Epidemics, Slavery, Massacres, and Indigenous Resistance 1492-1599

1512-1513

Spain issues requerimiento and Laws of Burgos, demanding subjugation

The Laws of Burgos are the first legal code in the Americas, directing Spaniards to read aloud a religious justification and demand for obedience from the Native populations, known as El Requerimiento. The law gives Native peoples a chance to submit before being attacked or enslaved, but this is an impossible task since Natives do not speak Spanish. Thus, the Spaniards continue to enslave and seize Indigenous lands. “Wherefore, as best we can, we ask and require you that you consider what we have said to you, and you take the time that shall be necessary to understand and deliberate upon it, and that you acknowledge the Church as the ruler and superior of the whole world.

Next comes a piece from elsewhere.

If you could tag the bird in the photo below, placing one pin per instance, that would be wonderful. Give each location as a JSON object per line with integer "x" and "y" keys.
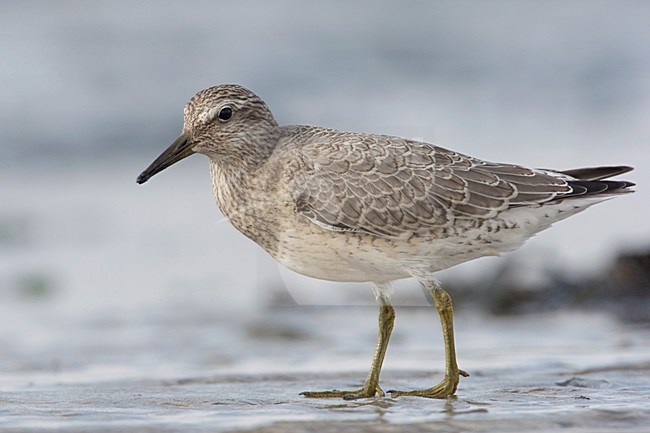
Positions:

But if you do not do this, and maliciously make delay in it, I certify to you that, with the help of God, we shall powerfully enter into your country, and shall make war against you in all ways and manners that we can, and shall subject you to the yoke and obedience of the Church and of their highnesses; we shall take you, and your wives, and your children, and shall make slaves of them, and as such shall sell and dispose of them as their highnesses may command; and we shall take away your goods, and shall do you all the mischief and damage that we can, as to vassals who do not obey, and refuse to receive their lord, and resist and contradict him: and we protest that the deaths and losses which shall accrue from this are your fault, and not that of their highnesses, or ours, nor of these cavaliers who come with us. And that we have said this to you and made this Requisition, we request the notary here present to give us his testimony in writing, and we ask the rest who are present that they should be witnesses of this Requisition” (Rubios, 1513).